Projection ABI #1718

dabrahams · 2025-08-06T21:52:30Z

dabrahams
Aug 6, 2025
Maintainer

I wanted to write this all down in advance of our discussion Thursday so I wouldn't forget any of it, and so, hopefully, my concerns and idea will be clear before we start.

Here's what I'm after: I want the generalized projection model that supports ephemeral values to be a first class citizen. For example, I want to be able to satisfy standard library protocols like Collection with types that project ephemeral values. I note that slices are ephemeral. I want to be able to do generalized projection with a guarantee of no dynamic allocation, so that it is usable without a dynamically allocating runtime. I want Hylo to retain an efficient before-optimization compilation model.

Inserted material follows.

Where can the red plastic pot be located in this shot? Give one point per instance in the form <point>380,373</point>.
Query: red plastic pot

I'm happy to bake "addressor-ness" into the ABI/API of specific types like Array and I think we should. I have no objection to any plan that gets the language functioning in the short term—this post is about long-term direction.

The current plan, which depends for basic efficiency on being able to know how much stack memory will be needed during any given projection, does not achieve what I'm after. Resilience boundaries, recursion, and existentials all create situations where the current plan cannot avoid dynamic allocation.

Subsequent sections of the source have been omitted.